In general, the claim is that Dawkins, Harris & Maher are ignoring the greater context that Islamist violence happens in, and therefore unfairly judge Islam or use judgment of Islam as a quasi-racist project. What these three are supposed to do is explain shared American (and presumably Zionist) culpability in the growth of Islamist movements before placing any blame on old time religion.
What the three horsebros are to do is to order villains by privilege - start with two helpings of criticism of American support the Saudi Arabian regime, continue with an appetizer of discussion relating to open questions in Israel or AfPak, and then finish with a garnish of talk about the absurdity of religion. This template apparently applies no matter what crime Islamism commits in any particular place - despite Islam predating the creation of the United States by about a millennium, its impact in the real world apparently marginal.
What is undoubtedly true is the Harris, Maher & Dawkins claim to criticize "all religions equally" is absolutely laughable. The three do indeed disbelieve to the same degree in Christianity and Judaism, but are never actually in a position to provide criticism to an equal degree. Yet this is not the fault of strident secular curmudgeons - it is the fault of an Islam that finds itself in the headlines for very unique reasons.
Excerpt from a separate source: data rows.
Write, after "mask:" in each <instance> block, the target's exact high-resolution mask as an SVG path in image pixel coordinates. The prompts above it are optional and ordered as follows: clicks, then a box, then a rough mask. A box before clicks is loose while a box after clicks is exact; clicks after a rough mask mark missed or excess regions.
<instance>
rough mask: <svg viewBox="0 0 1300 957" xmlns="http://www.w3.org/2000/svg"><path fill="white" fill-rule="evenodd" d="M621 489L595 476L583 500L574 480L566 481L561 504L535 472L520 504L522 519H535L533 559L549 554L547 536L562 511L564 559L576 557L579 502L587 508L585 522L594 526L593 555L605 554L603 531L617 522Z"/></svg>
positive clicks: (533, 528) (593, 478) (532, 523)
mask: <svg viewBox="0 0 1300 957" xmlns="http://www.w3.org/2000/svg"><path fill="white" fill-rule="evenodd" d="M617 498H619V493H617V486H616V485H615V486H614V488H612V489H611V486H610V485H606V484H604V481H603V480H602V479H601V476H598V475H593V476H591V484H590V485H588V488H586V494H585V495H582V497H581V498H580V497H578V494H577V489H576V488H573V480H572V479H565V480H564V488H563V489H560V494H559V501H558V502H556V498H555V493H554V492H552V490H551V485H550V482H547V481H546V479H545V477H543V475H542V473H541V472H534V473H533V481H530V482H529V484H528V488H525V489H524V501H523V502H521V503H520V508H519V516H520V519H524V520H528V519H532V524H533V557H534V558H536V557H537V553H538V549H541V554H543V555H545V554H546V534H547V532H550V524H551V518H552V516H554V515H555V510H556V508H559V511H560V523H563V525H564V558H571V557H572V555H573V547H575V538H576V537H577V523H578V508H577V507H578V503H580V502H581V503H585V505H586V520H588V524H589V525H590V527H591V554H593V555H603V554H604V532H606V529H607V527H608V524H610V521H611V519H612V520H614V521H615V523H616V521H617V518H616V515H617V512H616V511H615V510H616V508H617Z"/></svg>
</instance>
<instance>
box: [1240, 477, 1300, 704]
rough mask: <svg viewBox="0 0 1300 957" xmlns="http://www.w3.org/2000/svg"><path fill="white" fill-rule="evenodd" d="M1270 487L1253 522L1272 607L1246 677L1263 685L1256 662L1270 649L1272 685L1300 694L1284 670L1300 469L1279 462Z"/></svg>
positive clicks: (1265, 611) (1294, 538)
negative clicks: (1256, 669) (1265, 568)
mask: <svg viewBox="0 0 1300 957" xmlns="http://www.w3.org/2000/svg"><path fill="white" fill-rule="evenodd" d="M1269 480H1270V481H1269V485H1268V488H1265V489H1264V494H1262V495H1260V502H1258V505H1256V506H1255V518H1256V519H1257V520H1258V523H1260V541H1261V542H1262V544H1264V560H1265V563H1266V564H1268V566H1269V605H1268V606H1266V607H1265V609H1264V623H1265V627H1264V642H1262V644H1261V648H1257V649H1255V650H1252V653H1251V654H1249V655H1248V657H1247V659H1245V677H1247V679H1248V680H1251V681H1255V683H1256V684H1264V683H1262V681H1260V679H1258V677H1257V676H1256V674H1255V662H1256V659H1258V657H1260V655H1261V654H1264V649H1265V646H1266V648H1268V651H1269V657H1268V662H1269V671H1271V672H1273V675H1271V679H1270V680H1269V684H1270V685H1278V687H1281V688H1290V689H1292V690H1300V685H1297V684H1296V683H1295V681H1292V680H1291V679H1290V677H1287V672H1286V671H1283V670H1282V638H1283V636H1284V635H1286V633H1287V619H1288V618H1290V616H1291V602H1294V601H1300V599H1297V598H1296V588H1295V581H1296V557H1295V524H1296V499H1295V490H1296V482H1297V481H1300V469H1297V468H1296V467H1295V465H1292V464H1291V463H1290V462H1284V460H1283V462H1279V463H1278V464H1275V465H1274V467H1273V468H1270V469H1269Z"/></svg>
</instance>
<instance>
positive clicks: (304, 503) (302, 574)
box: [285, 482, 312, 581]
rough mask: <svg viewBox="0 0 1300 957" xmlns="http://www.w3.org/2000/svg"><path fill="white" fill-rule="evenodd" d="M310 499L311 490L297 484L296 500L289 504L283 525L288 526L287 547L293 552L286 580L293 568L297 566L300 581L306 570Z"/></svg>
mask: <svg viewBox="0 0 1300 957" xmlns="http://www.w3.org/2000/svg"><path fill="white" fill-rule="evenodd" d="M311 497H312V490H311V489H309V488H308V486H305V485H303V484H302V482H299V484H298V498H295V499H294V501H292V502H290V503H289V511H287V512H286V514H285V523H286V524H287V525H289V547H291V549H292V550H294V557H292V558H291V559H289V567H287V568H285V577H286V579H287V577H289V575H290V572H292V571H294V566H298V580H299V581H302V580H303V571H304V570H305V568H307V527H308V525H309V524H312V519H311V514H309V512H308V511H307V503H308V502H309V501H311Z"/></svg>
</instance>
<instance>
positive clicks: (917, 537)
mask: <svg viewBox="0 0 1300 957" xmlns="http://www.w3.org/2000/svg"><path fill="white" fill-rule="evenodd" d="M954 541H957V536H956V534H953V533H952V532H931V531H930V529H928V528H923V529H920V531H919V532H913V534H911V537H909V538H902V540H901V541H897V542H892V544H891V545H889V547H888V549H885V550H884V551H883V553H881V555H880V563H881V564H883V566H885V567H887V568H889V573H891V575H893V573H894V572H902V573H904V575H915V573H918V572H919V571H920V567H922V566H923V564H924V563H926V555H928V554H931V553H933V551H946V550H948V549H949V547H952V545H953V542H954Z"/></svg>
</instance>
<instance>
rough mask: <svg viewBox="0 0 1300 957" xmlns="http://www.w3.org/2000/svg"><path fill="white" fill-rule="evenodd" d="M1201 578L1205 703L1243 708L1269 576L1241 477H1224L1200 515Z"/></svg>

There is no need for "equal time" in criticism of religion as patently ridiculous to think that all religions are the same. Religions have not been equal throughout history, and they are not equal now.
While on the subject, much is said of Dawkins' response to the "clock incident". Many "progressives" on Twitter claimed Dawkins bullied a young creator. While Dawkins did indeed invite many distasteful comparisons & arguably used the wrong tone, it's difficult to disagree with Dawkins' conclusions as the device hardly qualified as a science project and the school was not wrong in its confusion in the matter.
The strange thing about the hatred of the three horsebros is that ultimately few care to disagree on facts pertaining to any specific situations the argumentative atheists happen to bring up. It's a matter of these three men not having sufficiently comfortable footnotes to assuage the feelings of those deeply marinated in a culture of unrelenting self-reflection with an icing of undeserved respect and deference.
Perhaps most confusing is the suggestion that these men do not quite understand why a legion of secular liberals dislike them. What is true may be the opposite - it is that perhaps the horsebros know why they're disliked more than the haters care to understand why they hate.